Recently, a local student in a conversation with a biology TA was baffled as to whether it was most appropriate to refer to the liquid byproduct of metabolism as “piss,” “pee,” or “urine.”

“To start off, we were having a casual conversation, and we weren’t really talking about class material anymore. I was telling him a story from my weekend,” said BIOL 0100 student Brian Chang, hands sweating from the stress of his predicament. “And I was saying how I had to use the bathroom at this party, but there was a massive line. Except I had no clue how to describe it.”

“See, I could say I had to piss.

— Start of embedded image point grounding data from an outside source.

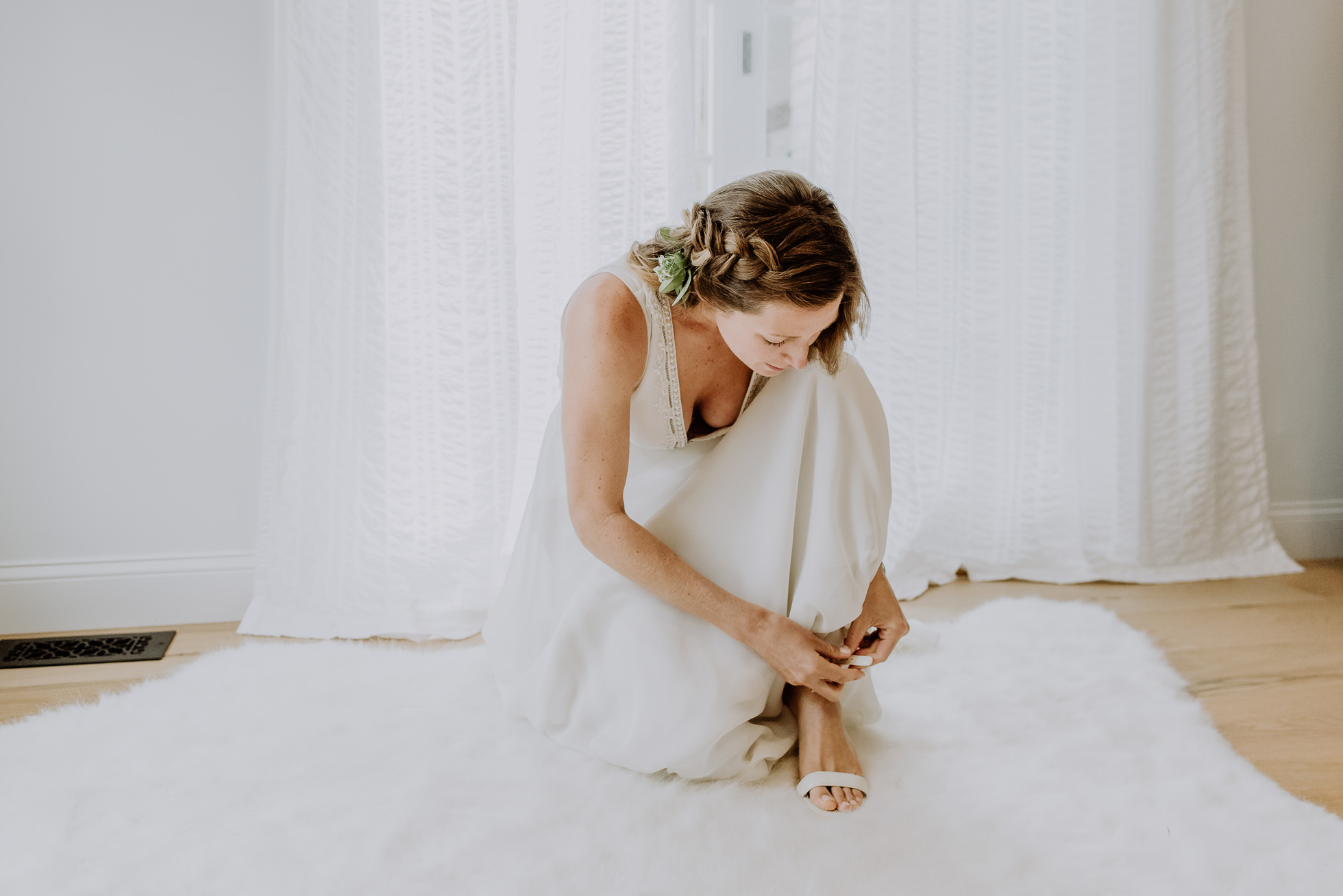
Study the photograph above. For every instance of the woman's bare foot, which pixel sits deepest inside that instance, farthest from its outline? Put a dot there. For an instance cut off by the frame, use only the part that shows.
(824, 746)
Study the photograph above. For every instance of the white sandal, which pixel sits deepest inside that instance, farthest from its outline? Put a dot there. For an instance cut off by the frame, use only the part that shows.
(830, 780)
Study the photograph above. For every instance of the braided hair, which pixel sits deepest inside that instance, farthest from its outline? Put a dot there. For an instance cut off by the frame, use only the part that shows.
(766, 238)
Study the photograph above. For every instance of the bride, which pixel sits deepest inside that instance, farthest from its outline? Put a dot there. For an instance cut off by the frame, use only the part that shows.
(698, 578)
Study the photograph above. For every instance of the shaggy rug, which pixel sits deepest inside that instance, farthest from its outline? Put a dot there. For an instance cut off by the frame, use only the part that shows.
(1028, 747)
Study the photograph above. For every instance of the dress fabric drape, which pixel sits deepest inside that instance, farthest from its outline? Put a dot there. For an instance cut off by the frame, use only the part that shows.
(786, 508)
(393, 394)
(1050, 206)
(1049, 199)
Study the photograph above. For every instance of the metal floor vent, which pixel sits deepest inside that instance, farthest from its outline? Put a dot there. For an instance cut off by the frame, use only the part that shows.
(69, 652)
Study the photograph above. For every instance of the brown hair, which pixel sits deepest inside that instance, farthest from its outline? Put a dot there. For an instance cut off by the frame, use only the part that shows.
(766, 238)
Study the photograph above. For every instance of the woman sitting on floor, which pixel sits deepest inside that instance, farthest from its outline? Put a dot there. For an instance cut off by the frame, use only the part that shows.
(700, 559)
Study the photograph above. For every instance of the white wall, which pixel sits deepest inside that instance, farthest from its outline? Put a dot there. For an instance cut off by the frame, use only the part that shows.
(134, 290)
(134, 297)
(1295, 79)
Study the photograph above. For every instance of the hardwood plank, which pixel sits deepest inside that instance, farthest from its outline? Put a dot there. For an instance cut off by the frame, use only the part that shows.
(1263, 656)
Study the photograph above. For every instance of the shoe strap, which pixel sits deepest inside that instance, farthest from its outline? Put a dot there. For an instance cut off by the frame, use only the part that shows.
(832, 780)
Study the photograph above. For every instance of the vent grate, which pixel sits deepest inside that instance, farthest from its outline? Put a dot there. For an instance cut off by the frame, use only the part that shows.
(67, 652)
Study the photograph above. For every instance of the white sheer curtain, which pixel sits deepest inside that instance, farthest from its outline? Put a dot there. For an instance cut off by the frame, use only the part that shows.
(391, 421)
(1050, 203)
(604, 156)
(1052, 212)
(403, 418)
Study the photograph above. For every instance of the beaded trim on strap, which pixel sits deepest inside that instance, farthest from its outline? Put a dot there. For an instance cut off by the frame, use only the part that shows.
(669, 380)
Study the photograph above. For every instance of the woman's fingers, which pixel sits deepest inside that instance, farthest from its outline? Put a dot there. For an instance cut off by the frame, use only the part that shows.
(889, 637)
(857, 632)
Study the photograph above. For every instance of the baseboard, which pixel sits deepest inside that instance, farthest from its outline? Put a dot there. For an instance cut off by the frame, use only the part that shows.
(1309, 530)
(71, 595)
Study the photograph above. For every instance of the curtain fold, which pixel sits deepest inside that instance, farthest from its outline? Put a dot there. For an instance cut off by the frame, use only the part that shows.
(1050, 206)
(1049, 199)
(391, 410)
(604, 156)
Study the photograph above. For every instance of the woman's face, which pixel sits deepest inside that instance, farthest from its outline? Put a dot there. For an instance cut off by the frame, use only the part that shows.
(778, 338)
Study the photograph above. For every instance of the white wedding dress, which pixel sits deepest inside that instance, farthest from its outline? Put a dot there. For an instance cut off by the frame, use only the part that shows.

It was a fairly casual conversation, and he’s only a TA,” continued Chang, certain nobody had ever seen a problem of this magnitude before. “Except he was on the clock because he was holding office hours. So I should get a little more formal, maybe say ‘pee.’”

“But maybe ‘pee’ isn’t formal enough. See, this wasn’t an undergrad TA. He’s a PhD student, so I should use some respect and say I had to urinate, to show him how smart I am,” Chang went on. “But, he’s just a first-year PhD. And, like, he entered this program right out of college, so he’s only 23. And I’m 21. Two-year age gap? That’s a piss-gap. I could say ‘piss,’ and that would show him that I see us as equals and that I still see him as youthful and virile.”

“That was my thought process. By the time I said anything, it all came out jumbled, so I said ‘puriniss,’” said Chang, who seemed now about to faint. “I think the portmanteau still worked because it conveyed multiple meanings at once.”

At press time, Chang was having difficulty deciding between calling sexual intercourse “boning” or “banging.”